Esta presencia idealizada y distante de lo étnico y en general lo subalterno en la conformación de las


nacionalidades propugnada por los Estados Latinoamericanos, permanecerá como ícono legitimador
de un proceso libertario basado en los ideales de libertad política e igualdad jurídica, condiciones que
los nuevos Estados decretaron sin crear condiciones sociales para su cumplimiento, imponiendo en
América Latina una larga “modernidad oligárquica” (Larraín, 2001) que implicó la tachadura de la
plebe de la vida republicana.

Conclusiones
Varios son los énfasis que podemos destacar de estas nuevas perspectivas de encarar el rol de los
plebeyos en las guerras de independencia hispanoamericanas: el papel central de la plebe; la
importancia del entorno social específico para cada caso a estudiar; las relaciones conflictivas y no
estandarizadas entre las elites y la plebe; las diferencia políticas dentro de los propios sectores
subalternos; las diversas percepciones y significados que los diversos grupos subalternos dieron a la
situación revolucionaria y sus discursos legitimantes; el importante rol que juegan los intermediarios
políticos respecto la participación y preferencia de las clases populares en el proceso revolucionario;
el papel destacado de cierto tipo de archivos, como los judiciales, para visualizar la sociabilidad lo
popular, etc. Énfasis todos, orientados a la clara intención de reescribir o al menos agregar
información a la historia de lo popular o subalterno por parte de un sector de la historiografía
latinoamericana, que apoyado en un aparato teórico diverso, apunta a desplegar miradas alternativas
al discurso homogeneizador estatista, prestando mayor atención en aquellos sujetos, comportamientos
y espacios que fueron desatendidos por un prejuicio elitista.

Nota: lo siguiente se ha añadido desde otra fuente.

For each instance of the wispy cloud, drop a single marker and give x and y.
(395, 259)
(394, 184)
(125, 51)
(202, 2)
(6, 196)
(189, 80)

No se trata de victimizar al “pueblo” ni
de demonizar a las elites, sino de comprender los procesos que posibilitaron que lo popular estuviera
invisibilizado u obviado y de visualizar las verdaderas interacciones sociales que permitieron el paso
del pueblo de actor social a actor político, en un intento por, como afirma Serulnikov (2010), re-
socializar el análisis de lo político, construyendo una historia de actores que toman decisiones y no
de meros acompañantes de un proceso ajeno.